I went with the comma in the end. I'd rather err on the side of clarity. And I know it's tough to judge sentences in isolation too. So much context comes from the paragraph it's in. I don't think it would be terribly confusing without it, as it would already be established that he's just ridden into town on Nettle and is looking for work. That might be why the critter (who is a good writer, or I'd have shrugged it off) crossed the comma out. But eh, it's not a make or break kind of mistake. I was just wondering about the overall guideline about what constitutes confusing. As writers, we always know what we're trying to say, so it can be darned hard to judge how others might read something.

Bufty
07-25-2014, 01:18 PM
How on earth can it sound better without it?

Commas don't mean pause here or say this in any particular way.

Commas are to aid comprehension of what has been written - nothing more.

How you say anything is up to you, and the existence and/or positioning of commas in sentences is unknown to a listener when those sentences are heard read.


For me that sentence is fine either way, although I think the reason some would take the comma out is simply because it sounds better without it (if you say it out loud).

Maryn
07-25-2014, 05:54 PM
Alas, a great many people within a certain age range were taught in school that comma equals pause. While it is indeed customary to pause for some kinds of comma usage, this is no way to determine where a comma belongs or whether a pause is desirable.

Teachers with good intentions and poor understanding of the rules, I suspect.

Maryn, whose kids were told this by one teacher

Myrealana
07-25-2014, 06:22 PM
To me the two sentences have subtly different meanings.

"He was almost out of money, and Nettle needed shoeing." -- This means he has two problems. 1) He is out of money. 2) His horse needs shoes. While, the two may be related, they are not necessarily dependent on each other.

"He was almost out of money and Nettle needed shoeing." -- This indicates to me that the second issue is directly related to the first. His horse needs shoes, which is complicated by the fact that he is broke.

Shadow_Ferret
07-25-2014, 06:45 PM
I guess to me, the comma looks out of place. I guess I need to go review comma usage.
Alas, a great many people within a certain age range were taught in school that comma equals pause. While it is indeed customary to pause for some kinds of comma usage, this is no way to determine where a comma belongs or whether a pause is desirable.

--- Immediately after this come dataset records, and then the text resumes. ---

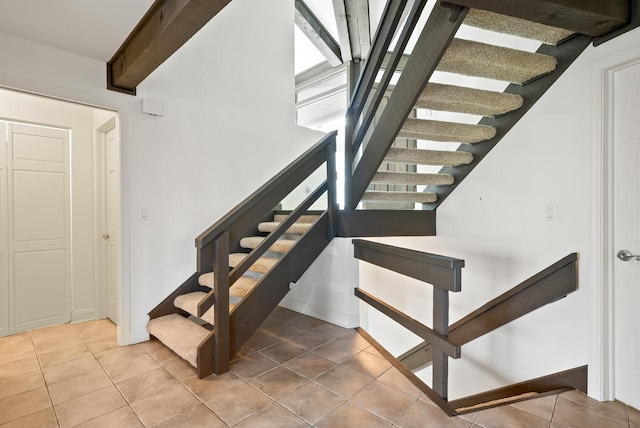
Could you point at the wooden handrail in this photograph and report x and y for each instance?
(391, 63)
(272, 237)
(444, 274)
(258, 204)
(547, 286)
(388, 23)
(416, 327)
(431, 45)
(440, 271)
(253, 210)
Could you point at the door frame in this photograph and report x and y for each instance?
(601, 355)
(100, 205)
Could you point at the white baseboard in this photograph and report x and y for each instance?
(138, 335)
(83, 315)
(340, 318)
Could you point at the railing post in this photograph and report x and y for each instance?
(440, 325)
(221, 302)
(332, 185)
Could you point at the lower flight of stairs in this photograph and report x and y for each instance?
(184, 331)
(474, 59)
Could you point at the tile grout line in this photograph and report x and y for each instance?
(93, 354)
(180, 382)
(46, 385)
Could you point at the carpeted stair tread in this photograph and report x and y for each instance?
(179, 334)
(515, 26)
(262, 265)
(189, 303)
(306, 218)
(459, 99)
(241, 288)
(428, 157)
(415, 178)
(419, 197)
(280, 246)
(296, 228)
(472, 58)
(436, 130)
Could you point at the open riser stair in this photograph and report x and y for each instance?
(470, 120)
(432, 129)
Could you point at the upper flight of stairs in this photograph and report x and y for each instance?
(280, 248)
(478, 60)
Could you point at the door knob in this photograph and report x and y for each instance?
(625, 256)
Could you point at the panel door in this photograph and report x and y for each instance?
(112, 157)
(39, 232)
(4, 232)
(627, 234)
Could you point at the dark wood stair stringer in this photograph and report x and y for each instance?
(231, 329)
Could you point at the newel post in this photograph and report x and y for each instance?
(332, 186)
(221, 304)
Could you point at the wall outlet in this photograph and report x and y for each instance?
(144, 213)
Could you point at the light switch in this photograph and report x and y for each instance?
(144, 213)
(550, 213)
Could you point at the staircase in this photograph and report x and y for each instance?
(247, 260)
(445, 77)
(184, 335)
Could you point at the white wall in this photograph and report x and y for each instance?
(228, 127)
(325, 290)
(78, 119)
(495, 220)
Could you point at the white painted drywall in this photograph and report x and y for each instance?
(228, 126)
(325, 291)
(79, 120)
(495, 220)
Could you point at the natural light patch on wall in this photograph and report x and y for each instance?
(323, 10)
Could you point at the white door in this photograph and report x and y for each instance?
(39, 227)
(4, 232)
(626, 147)
(112, 198)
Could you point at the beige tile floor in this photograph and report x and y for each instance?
(295, 371)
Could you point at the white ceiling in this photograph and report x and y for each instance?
(92, 28)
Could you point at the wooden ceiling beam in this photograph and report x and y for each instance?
(166, 26)
(591, 17)
(317, 33)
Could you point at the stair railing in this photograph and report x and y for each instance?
(444, 274)
(444, 341)
(364, 107)
(214, 244)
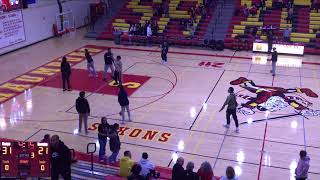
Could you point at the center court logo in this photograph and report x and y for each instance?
(138, 133)
(274, 99)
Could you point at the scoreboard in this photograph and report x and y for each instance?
(24, 159)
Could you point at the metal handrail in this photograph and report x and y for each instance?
(91, 153)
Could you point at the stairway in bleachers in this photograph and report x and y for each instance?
(219, 23)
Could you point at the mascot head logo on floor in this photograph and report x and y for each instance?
(274, 99)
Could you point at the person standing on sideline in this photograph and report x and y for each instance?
(126, 164)
(274, 59)
(189, 174)
(178, 170)
(90, 64)
(164, 52)
(103, 130)
(146, 165)
(205, 171)
(270, 40)
(124, 103)
(231, 101)
(114, 143)
(65, 74)
(118, 71)
(83, 109)
(230, 174)
(303, 166)
(108, 63)
(60, 159)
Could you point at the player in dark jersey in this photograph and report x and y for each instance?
(108, 63)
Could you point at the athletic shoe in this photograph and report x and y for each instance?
(308, 92)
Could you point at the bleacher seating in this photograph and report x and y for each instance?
(304, 26)
(136, 11)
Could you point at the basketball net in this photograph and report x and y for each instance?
(65, 23)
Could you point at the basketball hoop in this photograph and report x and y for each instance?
(65, 23)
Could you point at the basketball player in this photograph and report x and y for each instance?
(118, 71)
(108, 63)
(65, 74)
(274, 59)
(164, 51)
(90, 64)
(231, 101)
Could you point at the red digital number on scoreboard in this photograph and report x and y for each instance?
(24, 159)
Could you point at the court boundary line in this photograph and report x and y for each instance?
(197, 54)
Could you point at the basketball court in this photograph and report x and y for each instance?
(174, 107)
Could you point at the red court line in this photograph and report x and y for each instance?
(262, 150)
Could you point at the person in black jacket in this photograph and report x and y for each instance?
(135, 173)
(178, 170)
(114, 143)
(124, 102)
(65, 74)
(108, 63)
(60, 157)
(189, 174)
(103, 130)
(274, 59)
(164, 51)
(83, 109)
(90, 64)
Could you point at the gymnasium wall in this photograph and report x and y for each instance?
(38, 21)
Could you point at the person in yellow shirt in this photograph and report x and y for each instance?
(126, 164)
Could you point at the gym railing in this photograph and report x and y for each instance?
(91, 152)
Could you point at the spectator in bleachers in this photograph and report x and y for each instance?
(199, 9)
(270, 40)
(114, 143)
(178, 170)
(315, 5)
(246, 10)
(155, 28)
(289, 5)
(149, 34)
(205, 171)
(189, 174)
(46, 139)
(135, 173)
(103, 131)
(60, 159)
(146, 165)
(286, 34)
(126, 164)
(165, 7)
(261, 4)
(230, 174)
(303, 166)
(290, 15)
(253, 10)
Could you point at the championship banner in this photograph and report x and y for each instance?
(11, 29)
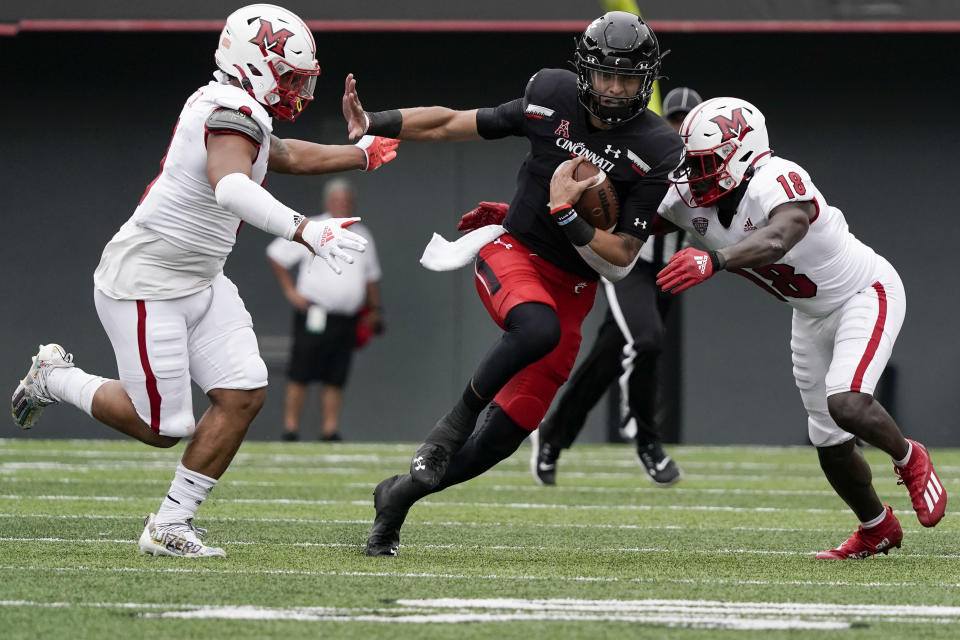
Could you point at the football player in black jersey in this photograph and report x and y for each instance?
(538, 281)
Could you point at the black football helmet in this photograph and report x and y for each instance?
(621, 44)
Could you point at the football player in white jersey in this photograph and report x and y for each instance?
(762, 217)
(171, 314)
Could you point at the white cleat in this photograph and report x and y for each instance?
(31, 395)
(177, 539)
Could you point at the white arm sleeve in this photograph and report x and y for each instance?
(253, 204)
(608, 270)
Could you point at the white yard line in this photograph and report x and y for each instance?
(468, 523)
(440, 503)
(482, 547)
(207, 570)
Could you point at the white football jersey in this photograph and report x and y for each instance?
(820, 273)
(178, 239)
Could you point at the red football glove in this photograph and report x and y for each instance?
(485, 214)
(685, 269)
(378, 150)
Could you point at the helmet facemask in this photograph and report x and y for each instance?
(293, 90)
(271, 52)
(706, 173)
(617, 60)
(598, 84)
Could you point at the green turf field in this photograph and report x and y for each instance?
(728, 552)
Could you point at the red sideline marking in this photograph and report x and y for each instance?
(152, 392)
(500, 26)
(874, 341)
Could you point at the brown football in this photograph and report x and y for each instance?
(598, 205)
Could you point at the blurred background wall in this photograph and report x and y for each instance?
(86, 117)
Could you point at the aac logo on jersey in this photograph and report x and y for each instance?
(269, 40)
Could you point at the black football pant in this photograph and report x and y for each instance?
(640, 306)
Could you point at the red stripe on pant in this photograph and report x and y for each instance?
(874, 341)
(153, 393)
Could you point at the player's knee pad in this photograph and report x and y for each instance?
(836, 455)
(255, 371)
(534, 329)
(168, 350)
(823, 431)
(178, 424)
(849, 407)
(526, 410)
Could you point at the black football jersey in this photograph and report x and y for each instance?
(637, 156)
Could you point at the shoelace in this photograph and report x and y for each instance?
(200, 531)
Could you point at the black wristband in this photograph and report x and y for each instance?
(578, 231)
(385, 123)
(716, 261)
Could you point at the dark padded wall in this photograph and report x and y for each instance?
(86, 118)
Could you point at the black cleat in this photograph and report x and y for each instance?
(384, 538)
(429, 464)
(543, 460)
(660, 468)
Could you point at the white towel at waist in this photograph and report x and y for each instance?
(442, 255)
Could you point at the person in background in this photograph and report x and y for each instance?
(327, 310)
(628, 345)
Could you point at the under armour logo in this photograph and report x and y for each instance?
(701, 263)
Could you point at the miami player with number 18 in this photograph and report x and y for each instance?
(761, 216)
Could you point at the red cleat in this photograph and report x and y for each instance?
(867, 542)
(926, 491)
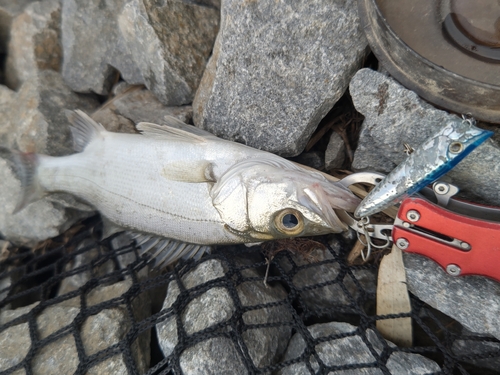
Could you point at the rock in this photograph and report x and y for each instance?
(335, 152)
(98, 332)
(350, 350)
(162, 45)
(93, 48)
(14, 341)
(216, 306)
(34, 121)
(177, 37)
(136, 104)
(8, 11)
(473, 301)
(477, 345)
(277, 69)
(216, 356)
(34, 42)
(110, 326)
(313, 159)
(395, 115)
(326, 299)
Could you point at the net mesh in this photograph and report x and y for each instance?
(87, 278)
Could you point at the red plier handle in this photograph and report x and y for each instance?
(462, 245)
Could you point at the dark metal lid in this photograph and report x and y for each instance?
(447, 51)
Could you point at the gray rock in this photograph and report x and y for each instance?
(8, 11)
(277, 69)
(93, 48)
(34, 42)
(216, 356)
(98, 332)
(111, 325)
(164, 46)
(177, 37)
(335, 152)
(265, 345)
(34, 121)
(394, 115)
(351, 350)
(136, 104)
(332, 294)
(464, 347)
(313, 159)
(473, 301)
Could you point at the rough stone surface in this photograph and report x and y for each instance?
(14, 341)
(164, 45)
(335, 152)
(93, 47)
(277, 69)
(136, 104)
(177, 38)
(34, 42)
(464, 347)
(8, 11)
(351, 350)
(60, 357)
(265, 345)
(312, 159)
(395, 115)
(473, 301)
(217, 356)
(330, 295)
(34, 121)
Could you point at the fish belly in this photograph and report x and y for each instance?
(124, 180)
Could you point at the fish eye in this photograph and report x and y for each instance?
(456, 147)
(289, 222)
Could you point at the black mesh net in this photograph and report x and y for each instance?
(79, 305)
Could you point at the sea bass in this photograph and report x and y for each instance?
(181, 188)
(432, 159)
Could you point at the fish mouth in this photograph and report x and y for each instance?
(323, 201)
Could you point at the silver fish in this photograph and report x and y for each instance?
(181, 188)
(431, 160)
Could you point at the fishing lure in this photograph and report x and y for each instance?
(428, 162)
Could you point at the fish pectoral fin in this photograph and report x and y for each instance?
(109, 228)
(169, 132)
(164, 251)
(83, 129)
(189, 171)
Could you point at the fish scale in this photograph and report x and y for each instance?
(178, 184)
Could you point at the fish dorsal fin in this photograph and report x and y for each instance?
(193, 171)
(83, 129)
(178, 124)
(168, 132)
(165, 251)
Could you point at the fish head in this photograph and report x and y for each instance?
(263, 200)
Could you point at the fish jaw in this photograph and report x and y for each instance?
(253, 194)
(431, 160)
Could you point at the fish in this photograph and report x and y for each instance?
(179, 189)
(435, 157)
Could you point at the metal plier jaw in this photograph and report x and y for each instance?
(462, 237)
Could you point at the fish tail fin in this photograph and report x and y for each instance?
(83, 129)
(24, 165)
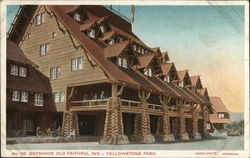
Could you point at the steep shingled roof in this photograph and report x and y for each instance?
(34, 82)
(14, 53)
(116, 49)
(218, 105)
(145, 60)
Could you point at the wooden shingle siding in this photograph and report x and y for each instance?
(61, 51)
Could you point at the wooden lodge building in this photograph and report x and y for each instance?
(96, 77)
(220, 116)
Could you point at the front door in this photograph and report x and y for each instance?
(86, 124)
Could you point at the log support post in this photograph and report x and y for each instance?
(196, 134)
(163, 124)
(113, 128)
(70, 124)
(142, 131)
(183, 134)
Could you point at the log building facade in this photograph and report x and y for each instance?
(104, 81)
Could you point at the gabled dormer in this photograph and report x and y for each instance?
(78, 15)
(110, 38)
(184, 79)
(121, 54)
(196, 82)
(169, 73)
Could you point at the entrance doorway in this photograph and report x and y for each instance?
(87, 124)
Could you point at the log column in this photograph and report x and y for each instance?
(70, 123)
(183, 134)
(142, 131)
(196, 134)
(163, 132)
(113, 129)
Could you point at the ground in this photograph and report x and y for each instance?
(229, 143)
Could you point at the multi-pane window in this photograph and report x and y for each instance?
(14, 70)
(23, 71)
(15, 95)
(19, 96)
(91, 33)
(39, 18)
(53, 34)
(59, 97)
(111, 41)
(166, 78)
(181, 84)
(38, 99)
(77, 63)
(44, 49)
(55, 72)
(77, 17)
(148, 71)
(28, 125)
(221, 115)
(24, 96)
(122, 62)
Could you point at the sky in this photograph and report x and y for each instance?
(206, 40)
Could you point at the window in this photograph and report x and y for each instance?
(77, 17)
(55, 72)
(122, 62)
(44, 49)
(24, 96)
(16, 95)
(208, 126)
(111, 41)
(148, 71)
(59, 97)
(14, 70)
(102, 28)
(28, 125)
(38, 99)
(91, 33)
(221, 115)
(166, 78)
(77, 63)
(181, 84)
(53, 35)
(40, 19)
(23, 71)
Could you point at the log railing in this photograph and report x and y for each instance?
(129, 103)
(154, 106)
(90, 102)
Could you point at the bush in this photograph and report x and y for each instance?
(235, 128)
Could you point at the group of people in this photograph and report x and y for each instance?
(48, 132)
(94, 96)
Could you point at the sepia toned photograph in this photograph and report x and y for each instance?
(125, 80)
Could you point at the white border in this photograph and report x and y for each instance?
(160, 153)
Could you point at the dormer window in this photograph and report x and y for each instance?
(148, 72)
(122, 62)
(167, 78)
(91, 33)
(14, 70)
(77, 17)
(39, 19)
(102, 28)
(23, 71)
(181, 84)
(111, 41)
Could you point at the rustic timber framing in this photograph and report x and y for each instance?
(109, 85)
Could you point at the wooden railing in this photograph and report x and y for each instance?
(154, 106)
(172, 109)
(90, 102)
(129, 103)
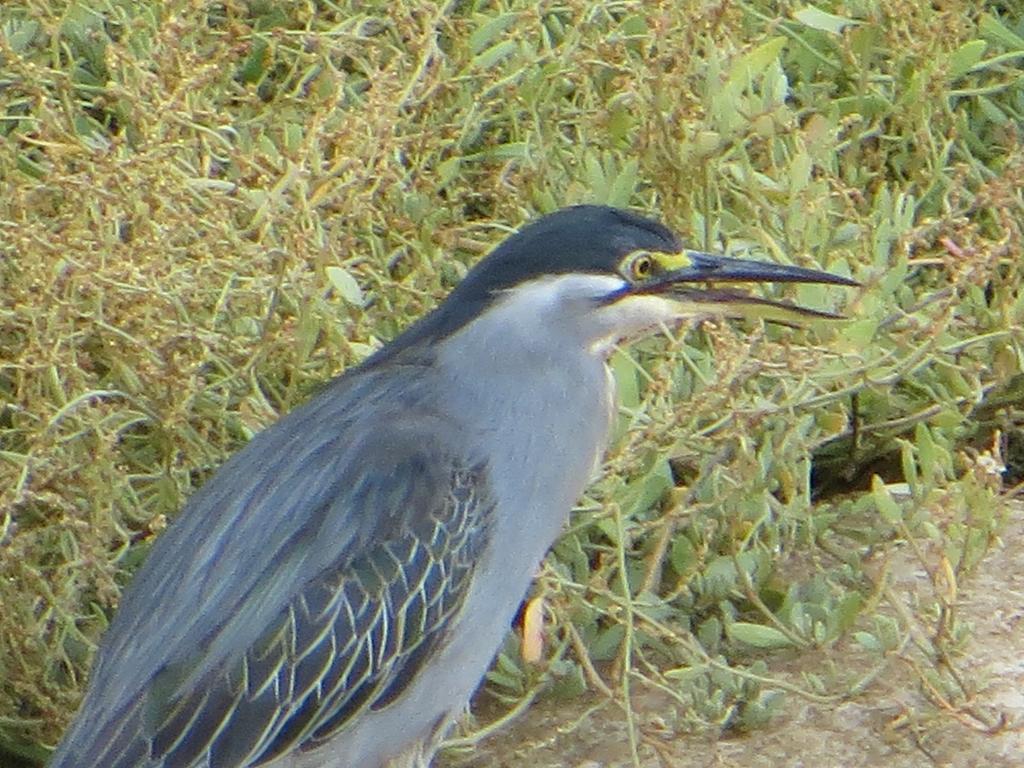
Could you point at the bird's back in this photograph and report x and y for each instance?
(264, 617)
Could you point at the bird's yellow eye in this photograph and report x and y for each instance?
(641, 266)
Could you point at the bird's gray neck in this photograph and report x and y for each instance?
(540, 406)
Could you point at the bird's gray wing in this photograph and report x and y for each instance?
(411, 517)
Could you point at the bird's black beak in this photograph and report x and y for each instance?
(678, 273)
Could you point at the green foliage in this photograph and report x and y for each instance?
(208, 209)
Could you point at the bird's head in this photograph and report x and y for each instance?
(602, 274)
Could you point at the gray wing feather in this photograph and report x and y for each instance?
(300, 588)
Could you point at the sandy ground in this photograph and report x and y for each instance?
(891, 724)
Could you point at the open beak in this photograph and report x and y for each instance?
(678, 285)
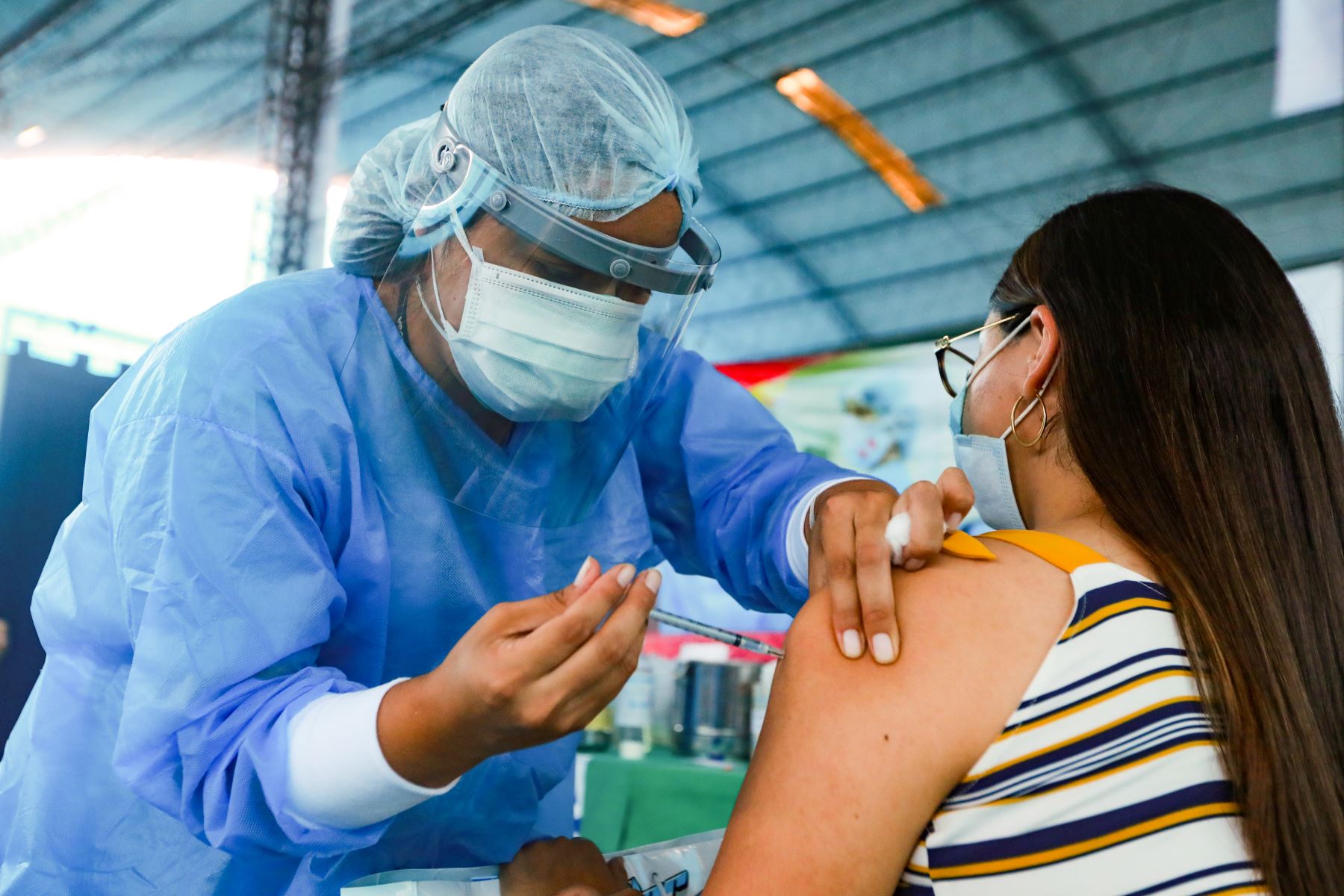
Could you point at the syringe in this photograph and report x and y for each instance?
(715, 633)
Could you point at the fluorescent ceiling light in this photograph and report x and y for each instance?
(813, 96)
(30, 137)
(667, 19)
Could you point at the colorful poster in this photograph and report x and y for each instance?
(880, 411)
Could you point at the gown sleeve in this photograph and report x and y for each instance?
(228, 590)
(721, 477)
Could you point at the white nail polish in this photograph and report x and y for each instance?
(882, 649)
(584, 570)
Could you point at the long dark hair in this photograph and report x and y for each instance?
(1195, 401)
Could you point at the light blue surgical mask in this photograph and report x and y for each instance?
(984, 458)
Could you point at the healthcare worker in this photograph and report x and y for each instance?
(300, 503)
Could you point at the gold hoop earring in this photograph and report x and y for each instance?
(1045, 421)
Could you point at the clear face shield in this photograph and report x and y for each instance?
(556, 335)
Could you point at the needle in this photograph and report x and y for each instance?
(715, 633)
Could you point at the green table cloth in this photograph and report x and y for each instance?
(632, 802)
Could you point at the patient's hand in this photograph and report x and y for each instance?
(564, 867)
(850, 556)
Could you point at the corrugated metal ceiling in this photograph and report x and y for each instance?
(1012, 108)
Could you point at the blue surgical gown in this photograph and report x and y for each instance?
(261, 526)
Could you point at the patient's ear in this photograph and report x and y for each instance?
(1046, 335)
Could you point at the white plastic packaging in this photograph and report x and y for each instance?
(672, 868)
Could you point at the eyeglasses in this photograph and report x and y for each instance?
(960, 363)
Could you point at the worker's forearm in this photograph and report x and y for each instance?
(425, 739)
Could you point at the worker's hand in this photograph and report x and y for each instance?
(526, 673)
(851, 558)
(562, 867)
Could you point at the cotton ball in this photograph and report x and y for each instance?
(898, 536)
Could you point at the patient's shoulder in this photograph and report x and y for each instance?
(974, 633)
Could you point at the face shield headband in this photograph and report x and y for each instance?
(468, 184)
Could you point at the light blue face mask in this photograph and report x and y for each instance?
(984, 458)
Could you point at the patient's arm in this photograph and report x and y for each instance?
(855, 758)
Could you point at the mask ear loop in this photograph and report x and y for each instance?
(440, 323)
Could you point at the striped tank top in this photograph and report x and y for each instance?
(1107, 780)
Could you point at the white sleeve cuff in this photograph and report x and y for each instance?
(794, 541)
(337, 773)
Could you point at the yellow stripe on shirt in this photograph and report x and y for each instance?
(1071, 850)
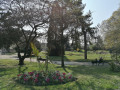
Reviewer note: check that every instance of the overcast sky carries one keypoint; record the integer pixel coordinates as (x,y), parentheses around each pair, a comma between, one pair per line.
(101,9)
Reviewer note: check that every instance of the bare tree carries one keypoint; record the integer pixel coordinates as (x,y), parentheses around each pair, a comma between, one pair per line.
(29,16)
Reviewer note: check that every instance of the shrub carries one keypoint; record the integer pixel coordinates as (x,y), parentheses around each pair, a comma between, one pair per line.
(44,78)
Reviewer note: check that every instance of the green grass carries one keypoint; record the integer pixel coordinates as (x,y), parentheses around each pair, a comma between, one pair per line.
(88,77)
(79,56)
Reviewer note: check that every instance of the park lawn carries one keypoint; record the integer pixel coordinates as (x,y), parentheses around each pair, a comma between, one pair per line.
(88,77)
(79,56)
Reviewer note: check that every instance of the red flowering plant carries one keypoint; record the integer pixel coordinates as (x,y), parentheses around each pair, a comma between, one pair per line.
(45,78)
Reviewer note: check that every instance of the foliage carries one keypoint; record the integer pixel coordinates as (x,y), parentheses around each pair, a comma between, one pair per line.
(44,78)
(112,30)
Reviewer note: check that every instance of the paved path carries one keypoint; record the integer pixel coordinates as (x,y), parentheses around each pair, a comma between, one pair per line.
(55,62)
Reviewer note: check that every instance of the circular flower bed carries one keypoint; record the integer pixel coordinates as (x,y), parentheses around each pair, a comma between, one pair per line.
(45,78)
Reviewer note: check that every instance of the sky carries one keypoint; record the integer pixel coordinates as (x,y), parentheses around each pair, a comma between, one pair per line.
(101,9)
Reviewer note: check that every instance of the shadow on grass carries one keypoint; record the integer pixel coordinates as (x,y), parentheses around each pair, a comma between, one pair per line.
(95,71)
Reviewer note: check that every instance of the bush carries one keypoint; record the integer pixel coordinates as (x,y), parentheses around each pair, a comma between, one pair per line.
(114,66)
(44,78)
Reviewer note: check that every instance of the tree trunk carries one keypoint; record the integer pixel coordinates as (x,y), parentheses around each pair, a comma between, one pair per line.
(62,48)
(85,46)
(21,59)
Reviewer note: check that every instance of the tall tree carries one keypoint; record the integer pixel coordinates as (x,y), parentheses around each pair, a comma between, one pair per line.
(27,16)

Teachers with good intentions and poor understanding of the rules, I suspect.

Maryn, whose kids were told this by one teacherThat's unfortunately how I use commas. As pauses in a sentence. So all my sentences come out the same way I'd speak them. If I'd pause for a breath somewhere, that's where I'd place a comma.

Bufty
07-25-2014, 07:10 PM
If, by inference, you are also saying you leave a comma out if you wouldn't pause for breath, that does not bode well for the end result, Shadow.

Do try and correct that.

Mind you, you may remember more than you think you do and apply it properly without too much worry. Isolated and out-of-context cases can scupper us all as shown above and context and intent do matter.

Yeah- I think you are okay. ;)


I guess to me, the comma looks out of place. I guess I need to go review comma usage.That's unfortunately how I use commas. As pauses in a sentence. So all my sentences come out the same way I'd speak them. If I'd pause for a breath somewhere, that's where I'd place a comma.

Roxxsmom
07-25-2014, 10:19 PM
"He was almost out of money and Nettle needed shoeing." -- This indicates to me that the second issue is directly related to the first. His horse needs shoes, which is complicated by the fact that he is broke.


This is actually what I was shooting for. You have to pay someone to shoe your horse, and when you have a horse, the proper care of its feet is not an optional thing. This fellow cares about his animal, and one thing the sentence is trying to hint at (within a larger context) is that he puts the horse's needs above his own.

But I'm probably overthinking it. Funny how it's the little sentences that can do this.